The University of Central Arkansas has launched a tuition-reduction initiative to ensure that all in-state freshmen whose families earn less than $100,000 can graduate debt-free. The program will take effect starting next fall.
The program, called UCA Commitment, will not be funded by the Arkansas state government but through gains from an impressive capital fundraising campaign, which UCA ended nearly a year early after quickly exceeding the $100 million goal.
“We are proud to continue finding new ways to eliminate financial barriers and increase our students’ capacity to succeed,” UCA president Houston Davis said at a ceremony last week.
Other institutions have similar tuition-reduction arrangements that are not limited by geography. Princeton University students with household income below $100,000 don’t pay tuition, room or board, and Stanford University offers the same to students from households earning less than $150,000. Duke University announced in June that it would offer free tuition to students from North and South Carolina with family incomes below $150,000.
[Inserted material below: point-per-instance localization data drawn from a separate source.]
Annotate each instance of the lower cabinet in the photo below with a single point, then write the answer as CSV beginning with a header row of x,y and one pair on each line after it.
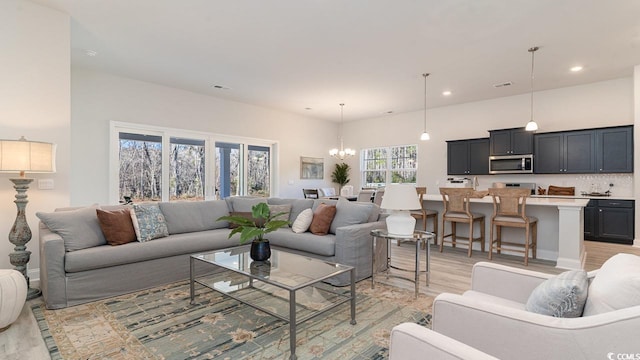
x,y
609,221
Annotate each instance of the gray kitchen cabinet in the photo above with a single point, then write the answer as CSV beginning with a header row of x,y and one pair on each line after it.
x,y
468,157
614,150
511,142
570,152
609,221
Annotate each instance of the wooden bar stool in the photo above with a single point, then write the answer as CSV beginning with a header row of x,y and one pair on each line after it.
x,y
456,210
509,209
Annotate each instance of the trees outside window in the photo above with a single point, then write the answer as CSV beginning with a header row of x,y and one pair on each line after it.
x,y
387,165
159,164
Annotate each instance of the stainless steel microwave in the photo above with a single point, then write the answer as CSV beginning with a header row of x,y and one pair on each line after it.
x,y
511,164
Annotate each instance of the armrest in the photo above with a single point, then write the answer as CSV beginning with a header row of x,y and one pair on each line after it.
x,y
505,332
412,342
504,281
353,247
52,273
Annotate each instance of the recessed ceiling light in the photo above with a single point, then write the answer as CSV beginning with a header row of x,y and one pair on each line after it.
x,y
506,83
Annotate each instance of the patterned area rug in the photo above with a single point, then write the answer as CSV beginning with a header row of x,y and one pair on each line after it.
x,y
161,324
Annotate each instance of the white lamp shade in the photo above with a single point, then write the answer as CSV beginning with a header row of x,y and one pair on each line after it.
x,y
400,197
27,156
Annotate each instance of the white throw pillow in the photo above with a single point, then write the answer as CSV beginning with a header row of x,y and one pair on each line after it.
x,y
560,296
615,286
303,221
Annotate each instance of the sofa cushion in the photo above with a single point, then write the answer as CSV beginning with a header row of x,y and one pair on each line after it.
x,y
615,286
350,213
116,226
180,244
78,228
285,209
148,222
322,218
297,206
190,216
244,204
307,242
563,295
302,222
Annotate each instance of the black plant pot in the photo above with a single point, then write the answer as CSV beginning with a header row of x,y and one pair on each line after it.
x,y
260,250
260,268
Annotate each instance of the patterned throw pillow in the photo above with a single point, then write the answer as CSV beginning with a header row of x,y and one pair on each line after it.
x,y
148,222
322,218
560,296
303,221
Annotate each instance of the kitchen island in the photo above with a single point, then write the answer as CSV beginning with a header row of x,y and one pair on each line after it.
x,y
560,226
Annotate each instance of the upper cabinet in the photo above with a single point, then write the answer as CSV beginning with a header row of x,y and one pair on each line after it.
x,y
468,157
571,152
511,142
606,150
614,150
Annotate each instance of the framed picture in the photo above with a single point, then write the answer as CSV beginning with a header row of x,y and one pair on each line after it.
x,y
311,168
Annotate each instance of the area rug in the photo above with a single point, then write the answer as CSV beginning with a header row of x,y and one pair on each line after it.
x,y
160,323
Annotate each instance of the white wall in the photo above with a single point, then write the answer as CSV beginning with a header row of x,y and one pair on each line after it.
x,y
34,102
606,103
99,98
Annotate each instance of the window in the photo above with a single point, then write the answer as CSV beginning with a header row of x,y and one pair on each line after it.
x,y
140,167
386,165
186,169
160,164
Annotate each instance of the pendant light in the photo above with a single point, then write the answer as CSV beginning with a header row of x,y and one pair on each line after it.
x,y
341,153
425,134
532,125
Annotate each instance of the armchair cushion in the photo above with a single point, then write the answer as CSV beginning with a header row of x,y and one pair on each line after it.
x,y
615,286
560,296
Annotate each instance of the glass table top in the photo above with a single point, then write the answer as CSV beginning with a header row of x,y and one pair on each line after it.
x,y
286,270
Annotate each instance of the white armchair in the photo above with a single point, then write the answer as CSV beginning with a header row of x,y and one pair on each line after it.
x,y
491,318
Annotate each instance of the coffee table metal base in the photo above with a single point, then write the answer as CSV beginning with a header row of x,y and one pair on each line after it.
x,y
292,318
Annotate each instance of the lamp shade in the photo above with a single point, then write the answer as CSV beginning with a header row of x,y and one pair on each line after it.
x,y
400,197
27,156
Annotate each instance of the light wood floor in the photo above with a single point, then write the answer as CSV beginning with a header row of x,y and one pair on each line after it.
x,y
450,272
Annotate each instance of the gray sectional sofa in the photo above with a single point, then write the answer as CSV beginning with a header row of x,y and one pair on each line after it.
x,y
75,268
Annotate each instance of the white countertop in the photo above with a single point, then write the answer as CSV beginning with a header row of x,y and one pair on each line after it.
x,y
534,200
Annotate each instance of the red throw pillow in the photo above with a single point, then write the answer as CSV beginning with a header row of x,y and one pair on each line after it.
x,y
116,226
322,218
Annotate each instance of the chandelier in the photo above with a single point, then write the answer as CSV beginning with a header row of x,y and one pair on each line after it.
x,y
341,153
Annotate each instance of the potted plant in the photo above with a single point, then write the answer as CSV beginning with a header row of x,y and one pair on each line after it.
x,y
340,175
254,229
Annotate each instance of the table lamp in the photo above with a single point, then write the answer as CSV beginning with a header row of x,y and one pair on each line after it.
x,y
400,199
24,156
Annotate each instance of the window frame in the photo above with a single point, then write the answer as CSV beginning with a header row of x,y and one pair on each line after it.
x,y
388,169
166,133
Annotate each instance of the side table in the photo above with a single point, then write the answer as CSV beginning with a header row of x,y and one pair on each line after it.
x,y
419,238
But UCA, a regional public university in Conway, Ark., is not often mentioned in the same sentence as those highly selective private institutions. It has a much smaller endowment and donor network than Duke, for instance. It also has a much larger student body—over 11,000 in 2022—a larger percentage of whom would be likely to qualify for the university’s tuition-reduction program.
The program does not promise free tuition, but John Michaels, public relations director for the marketing and enrollment service provider EAB—which worked with UCA on its recent capital campaign—said it would “effectively cover all tuition and fees” for qualifying students.
“My understanding is that a project of this scope is unheard-of for an open-access institution that enrolls as many students as UCA,” Michaels wrote in an email.
The plan most similar to UCA’s may be that of the City University of New York, a multicampus system with a long history of free or heavily discounted tuition that also caters largely to low-income, minority students. Still, CUNY’s program is funded by the state, as opposed to UCA’s donor-fueled initiative.